More than 90% of our patents are connected to sustainable development. That truly sets Arkema apart! And with nearly €300 million allocated to R&D annually and €700 million devoted to our industrial projects, we have never invested so extensively in the Group’s future growth.
The challenge of decarbonisation
In tandem with the sustainable products we offer, we need to take action to reduce our carbon footprint. Consistent with the Paris Agreement, which targets a global temperature rise of no more than 1.5°C by the end of the century, Arkema had set an ambitious objective of our own in July 2022 using the Science-Based Targets methodology: to reduce our greenhouse gas emissions by 46% between now and 2030.

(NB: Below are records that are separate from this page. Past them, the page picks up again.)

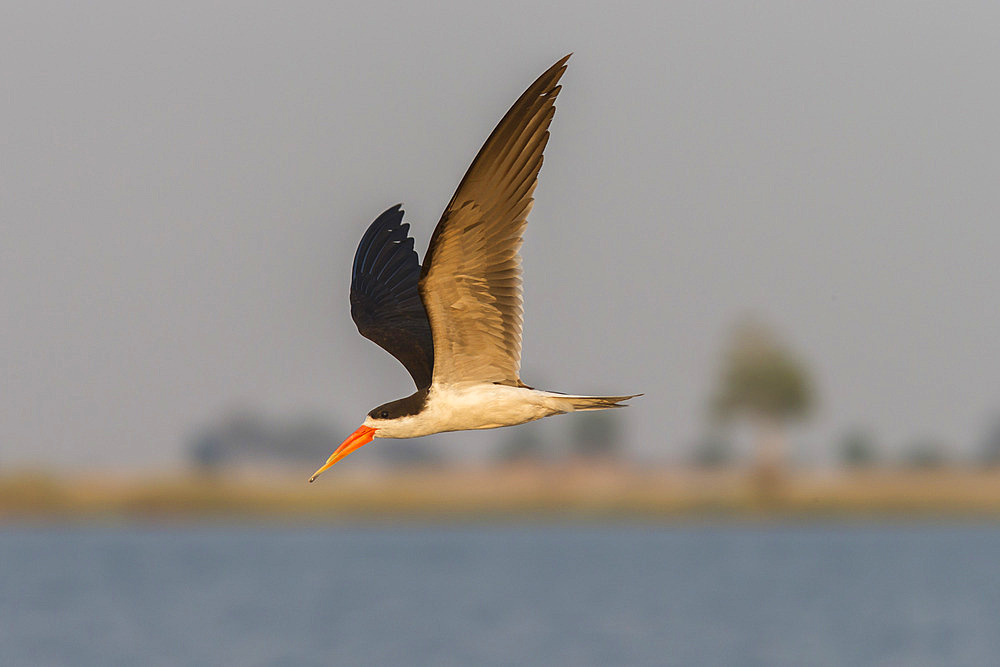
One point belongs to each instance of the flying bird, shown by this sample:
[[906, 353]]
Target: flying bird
[[455, 322]]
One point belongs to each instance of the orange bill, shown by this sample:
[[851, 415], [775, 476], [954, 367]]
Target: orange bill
[[356, 440]]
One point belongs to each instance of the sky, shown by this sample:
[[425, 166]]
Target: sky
[[183, 185]]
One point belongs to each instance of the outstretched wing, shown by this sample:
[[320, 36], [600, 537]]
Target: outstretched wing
[[385, 301], [471, 279]]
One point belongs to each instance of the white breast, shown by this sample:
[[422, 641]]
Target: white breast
[[470, 406]]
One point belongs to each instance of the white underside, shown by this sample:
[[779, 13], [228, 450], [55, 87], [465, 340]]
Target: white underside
[[471, 406]]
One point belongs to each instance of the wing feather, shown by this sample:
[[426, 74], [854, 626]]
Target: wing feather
[[385, 298], [471, 279]]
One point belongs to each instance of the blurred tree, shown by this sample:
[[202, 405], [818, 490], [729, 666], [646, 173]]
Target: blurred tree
[[857, 449], [713, 451], [989, 452], [524, 444], [925, 453], [762, 381], [207, 453], [596, 435]]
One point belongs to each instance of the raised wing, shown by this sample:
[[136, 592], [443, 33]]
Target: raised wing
[[385, 301], [471, 279]]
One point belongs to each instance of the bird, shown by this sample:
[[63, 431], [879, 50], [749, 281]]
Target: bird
[[455, 322]]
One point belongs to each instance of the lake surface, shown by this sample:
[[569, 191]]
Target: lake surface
[[500, 595]]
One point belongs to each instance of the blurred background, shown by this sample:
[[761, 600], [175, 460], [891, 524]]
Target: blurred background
[[777, 220]]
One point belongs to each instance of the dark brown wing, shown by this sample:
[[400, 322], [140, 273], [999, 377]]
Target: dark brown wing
[[385, 301], [471, 279]]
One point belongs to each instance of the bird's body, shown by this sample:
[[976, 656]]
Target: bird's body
[[470, 406], [455, 322]]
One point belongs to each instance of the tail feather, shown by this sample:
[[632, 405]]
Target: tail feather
[[584, 403]]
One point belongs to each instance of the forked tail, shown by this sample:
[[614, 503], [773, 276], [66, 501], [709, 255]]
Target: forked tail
[[583, 403]]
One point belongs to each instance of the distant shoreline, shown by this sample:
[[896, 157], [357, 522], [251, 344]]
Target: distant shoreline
[[576, 492]]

In April 2023 that near-term goal was brought forward, and we are now targeting a 48.5% reduction in our Scopes 1 and 2 greenhouse gas emissions and a 54% reduction in our Scope 3 emissions by 2030. These new objectives have been validated by the Science-Based Targets initiative (SBTi).
"One priority is to switch to renewable energy sources to power our plants"
To meet our target for Scope 1 and 2 emissions reduction, one priority is to switch to renewable energy sources to power our plants. Our agreement with ENGIE to supply renewable biomethane is helping to shrink the carbon footprint of our bio-based materials in France even further; it’s a major success. We are also investing in processes at our plants worldwide to reduce their emissions. Our capital spending on those decarbonisation projects could total €400 million by 2030.
An appealing, inclusive group
Moreover, a company’s success can be measured by the level of employee support for the corporate mission, and I believe our workforce is genuinely dedicated to the Group. Our low turnover rate is a testament to that commitment, further evidence of which was shown by the Arkema Cares opinion survey last spring. That dedication is also nurtured by new working arrangements and procedures being gradually brought online: over the past three years we have offered the option of remote work wherever possible, implemented in a thoughtful, balanced way. That confidence in the Group is reflected in our employee shareholding as well, which now represents 7% of Arkema’s capital.
Every year, we welcome more than 2,000 new hires from every country and background, drawn by Arkema’s corporate purpose, the strength of our values, and the career opportunities we offer for men and women, young and not so young alike. In our view, diversity, inclusivity and equality of opportunity are genuine commitments, which we spotlighted this year with the publication of our global Inclusion and Diversity policy.
Those same values inform our philanthropic activities. Wherever the Group operates, we have chosen to support initiatives and organisations dedicated to the goals we stand for, such as education, and inclusivity. and inclusivity. Those actions are helping to make Arkema a model employer. To cite one example, Forbes magazine ranks us among the best employers in the world, and third among companies in the Chemicals sector. Performance, innovation, commitment, appeal: we can be proud of our strengths. They give me real confidence in our future.